Парящий высоко в небе горный орел долго смотрел на каменный берег Зеленого моря. Он сделал несколько огромных кругов и полетел прочь, словно до этого лишь разгонялся или о чем-то задумался, но вдруг вспомнил, куда ему нужно лететь. Лейла усмехнулась, значительно, и потянулась за сигариллой, а у где-то далеко у камина в уютном кожаном кресле открыл глаза Сатана.
— Ты дремал или вновь путешествовал в своих призрачных грезах? – спросила ненавязчиво Айгнес и, протянув ему чашку горячего грога, присела неподалеку.
— Можно и так сказать, – ответил ей Нортон. – Путешествовал в дреме. Тебе не спится?
— Стало холодно и как-то вдруг неспокойно.
— Повод для беспокойства действительно есть. Я подозревал, что многие будут недовольны возвращением Лил, но и не предполагал, что они пронюхают об этом так рано. Крысиная возня, одним словом.
— Скорее, змеиная. Тебе не надоели все эти игры? – спросила Айгнес.

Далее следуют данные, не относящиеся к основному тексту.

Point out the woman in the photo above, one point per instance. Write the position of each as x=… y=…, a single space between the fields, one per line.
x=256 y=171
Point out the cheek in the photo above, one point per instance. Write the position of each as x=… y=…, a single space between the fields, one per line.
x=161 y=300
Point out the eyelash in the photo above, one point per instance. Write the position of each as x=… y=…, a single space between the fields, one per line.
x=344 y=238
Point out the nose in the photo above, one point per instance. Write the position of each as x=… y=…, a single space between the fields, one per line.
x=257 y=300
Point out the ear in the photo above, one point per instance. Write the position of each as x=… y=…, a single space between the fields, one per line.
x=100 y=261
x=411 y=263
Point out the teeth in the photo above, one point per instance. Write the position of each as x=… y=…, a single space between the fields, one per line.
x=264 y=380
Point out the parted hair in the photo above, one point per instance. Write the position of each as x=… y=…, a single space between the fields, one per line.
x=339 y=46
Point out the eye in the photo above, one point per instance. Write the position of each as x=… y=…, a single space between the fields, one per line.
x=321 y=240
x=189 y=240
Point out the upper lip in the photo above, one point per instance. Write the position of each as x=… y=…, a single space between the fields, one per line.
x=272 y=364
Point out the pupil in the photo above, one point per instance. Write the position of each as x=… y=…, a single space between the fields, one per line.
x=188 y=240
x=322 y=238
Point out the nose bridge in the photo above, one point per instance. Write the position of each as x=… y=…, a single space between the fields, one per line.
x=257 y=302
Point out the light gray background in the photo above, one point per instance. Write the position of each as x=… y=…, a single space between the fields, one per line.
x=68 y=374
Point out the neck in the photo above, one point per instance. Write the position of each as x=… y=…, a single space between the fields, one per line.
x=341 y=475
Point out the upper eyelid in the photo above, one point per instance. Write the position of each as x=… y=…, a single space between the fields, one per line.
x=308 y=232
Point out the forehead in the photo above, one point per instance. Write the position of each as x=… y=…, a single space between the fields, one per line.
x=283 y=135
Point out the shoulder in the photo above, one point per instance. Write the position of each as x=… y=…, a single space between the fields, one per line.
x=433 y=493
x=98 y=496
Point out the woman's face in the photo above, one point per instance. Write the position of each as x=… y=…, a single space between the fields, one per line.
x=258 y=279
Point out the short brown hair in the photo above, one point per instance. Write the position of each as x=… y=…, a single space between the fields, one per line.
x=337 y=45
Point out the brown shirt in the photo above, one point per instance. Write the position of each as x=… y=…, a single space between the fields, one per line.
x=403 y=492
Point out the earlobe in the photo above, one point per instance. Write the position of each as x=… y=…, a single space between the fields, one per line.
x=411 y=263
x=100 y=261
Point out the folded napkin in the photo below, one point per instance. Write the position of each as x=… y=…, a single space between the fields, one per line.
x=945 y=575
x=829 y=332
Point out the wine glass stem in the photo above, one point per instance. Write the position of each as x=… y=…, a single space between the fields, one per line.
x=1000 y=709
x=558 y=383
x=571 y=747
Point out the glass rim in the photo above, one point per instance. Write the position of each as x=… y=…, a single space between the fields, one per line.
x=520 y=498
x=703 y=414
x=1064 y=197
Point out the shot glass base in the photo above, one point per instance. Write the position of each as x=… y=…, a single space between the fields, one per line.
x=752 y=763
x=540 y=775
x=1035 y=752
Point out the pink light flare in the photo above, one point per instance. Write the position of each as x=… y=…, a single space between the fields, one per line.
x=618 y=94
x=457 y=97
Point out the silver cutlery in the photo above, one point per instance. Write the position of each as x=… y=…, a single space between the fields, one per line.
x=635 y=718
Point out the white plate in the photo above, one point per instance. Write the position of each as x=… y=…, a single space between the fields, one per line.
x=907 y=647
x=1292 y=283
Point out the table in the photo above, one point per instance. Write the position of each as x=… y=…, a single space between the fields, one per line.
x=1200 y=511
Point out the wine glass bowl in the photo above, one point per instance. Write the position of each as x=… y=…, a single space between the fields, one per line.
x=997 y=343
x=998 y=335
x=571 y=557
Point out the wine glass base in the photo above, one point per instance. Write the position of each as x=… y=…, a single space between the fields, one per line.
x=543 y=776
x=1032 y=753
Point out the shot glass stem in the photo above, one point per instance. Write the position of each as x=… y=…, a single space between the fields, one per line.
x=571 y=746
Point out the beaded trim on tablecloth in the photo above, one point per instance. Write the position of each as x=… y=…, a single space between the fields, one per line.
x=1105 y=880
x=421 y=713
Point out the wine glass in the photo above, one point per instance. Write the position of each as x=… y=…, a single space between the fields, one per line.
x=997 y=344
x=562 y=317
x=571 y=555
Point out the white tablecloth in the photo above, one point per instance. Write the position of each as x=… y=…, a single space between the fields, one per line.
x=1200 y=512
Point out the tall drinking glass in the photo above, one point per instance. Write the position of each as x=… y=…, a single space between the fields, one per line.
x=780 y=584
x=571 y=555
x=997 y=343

Она всегда проявляла искреннее равнодушие к хитросплетениям дворцовых интриг, а многомерности политических заговоров и стратегических головоломок впечатляли ее разве что на страницах романов да в фильмах. Айгнес была отнюдь не глупа, но ей хотелось жить без затей – наслаждаться разнообразием форм бытия, а не устраивать из него балаган, дурной спектакль, пир на весь мир или даже войну. Она любила не слишком долгие путешествия, и очень радовалась возвращениям в свой милый дом, где могла долгие месяцы изучать науки, искусства и заниматься всеми видами творчества, что ей были подвластны. Боясь самой себе показаться прагматиком, Айгнес понимала в итоге, что такая свобода ей предоставлена лишь потому, что Нортон верит в ее чистую преданность, искренность, да и сам к ней неравнодушен.

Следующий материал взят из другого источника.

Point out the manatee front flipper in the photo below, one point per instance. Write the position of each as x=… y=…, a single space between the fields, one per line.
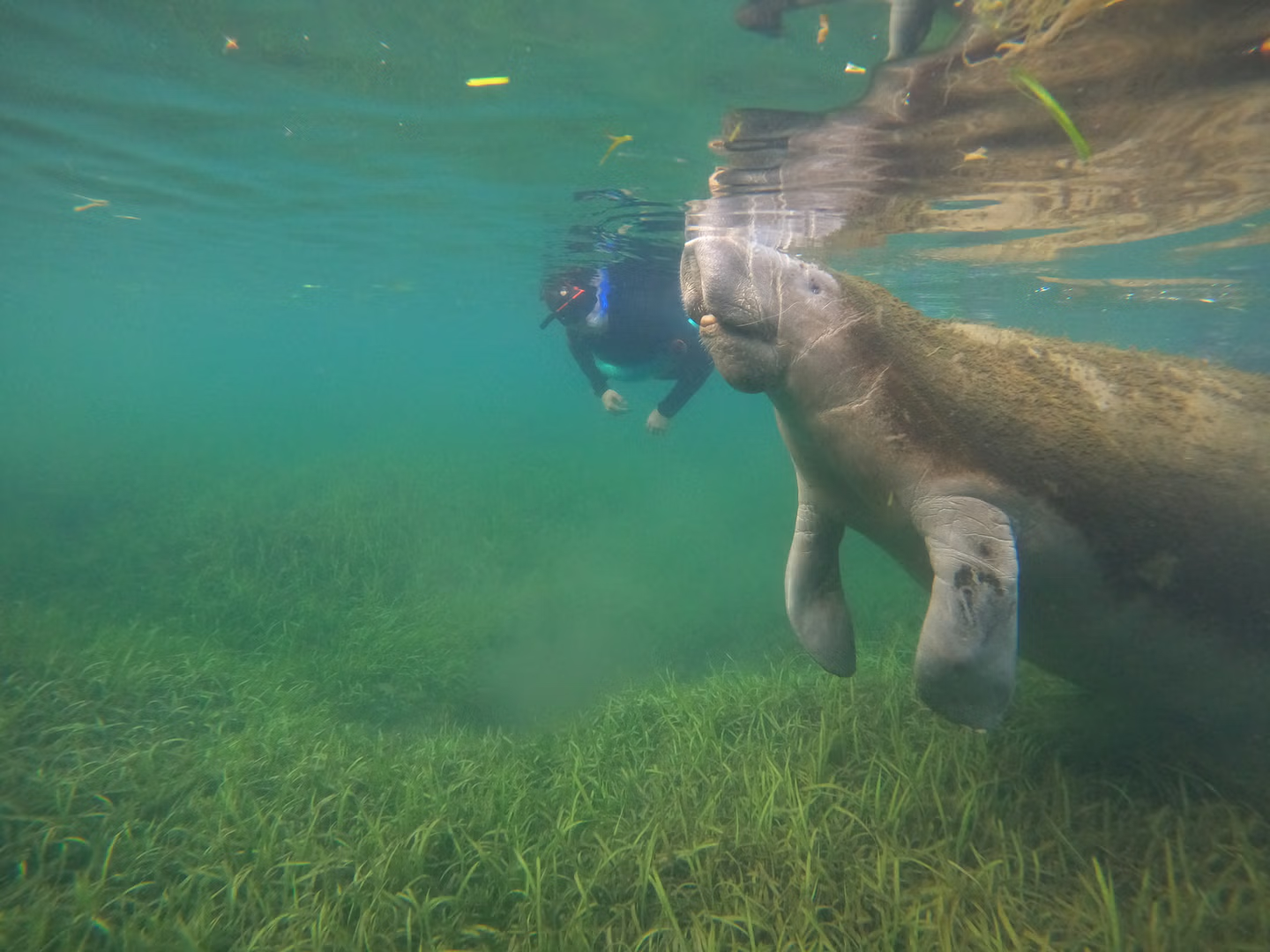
x=969 y=645
x=813 y=589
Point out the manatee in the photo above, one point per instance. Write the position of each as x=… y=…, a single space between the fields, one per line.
x=1169 y=97
x=1102 y=513
x=909 y=20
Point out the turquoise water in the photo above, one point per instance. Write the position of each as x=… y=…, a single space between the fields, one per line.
x=323 y=245
x=272 y=386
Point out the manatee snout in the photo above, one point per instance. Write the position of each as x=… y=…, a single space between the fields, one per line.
x=738 y=331
x=714 y=274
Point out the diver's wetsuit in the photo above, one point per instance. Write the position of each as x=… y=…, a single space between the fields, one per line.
x=646 y=334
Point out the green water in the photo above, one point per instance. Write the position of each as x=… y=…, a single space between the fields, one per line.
x=334 y=614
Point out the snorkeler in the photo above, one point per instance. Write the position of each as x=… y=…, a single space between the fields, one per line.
x=626 y=322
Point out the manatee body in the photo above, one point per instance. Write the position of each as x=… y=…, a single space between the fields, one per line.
x=909 y=20
x=1102 y=512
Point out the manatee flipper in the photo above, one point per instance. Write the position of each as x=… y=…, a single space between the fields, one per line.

— Это скорее похоже на военные действия, – ответил после паузы Нортон, прервав ее размышления. – Сперва – два министра, затем – Лейла устроила настоящую резню у себя, а потом произошло еще кое-что. Много чего. Боюсь, мне придется повлиять на твое решение относительно нас.
— Вот как. И что ты мне предлагаешь?
— Послушай, Айгнес. Ты очень мне дорога, и я понимаю твое презрение ко всем этим светским делишкам, но вдали от меня тебе тоже может угрожать большая опасность. Я хочу, чтобы ты взяла на себя один из руководящих постов рядом со мной.
— Кроме своей любви, мне больше нечего тебе дать. Я не обладаю талантами политика-управленца.
— Того, как мы друг к другу относимся, вполне достаточно. Я не возложу на твои плечи неприятную миссию, не вовлеку тебя в эти грязные дела. Но буду рад, если ты станешь, например, министром культуры.
— И что я буду делать? Фильтровать поток информации и писанины, смотреть нелепые фильмы или посылать муз к достойным?
— Насчет муз, – неплохая идея. А то слишком уж своенравны. Среди музыкантов попадаются весьма одаренные и интересные, а кроме фильмов и периодических выхлопов, есть еще книги, театр, опера, классическая музыка, скульптура и живопись… – все в нашем ведении.
— Все это – деньги, – тебе ли не знать. От искусства вскоре останется лишь скорлупа. А вся начинка – приторный джем, чтобы не чувствовать горести, жвачка, реклама и пропаганда.
— Вот и исправь положение дел. Сделай мир лучше. Власть у тебя будет практически безграничной… от моего лица. Ты сможешь влиять как на Вермунд*, так и на Ассию.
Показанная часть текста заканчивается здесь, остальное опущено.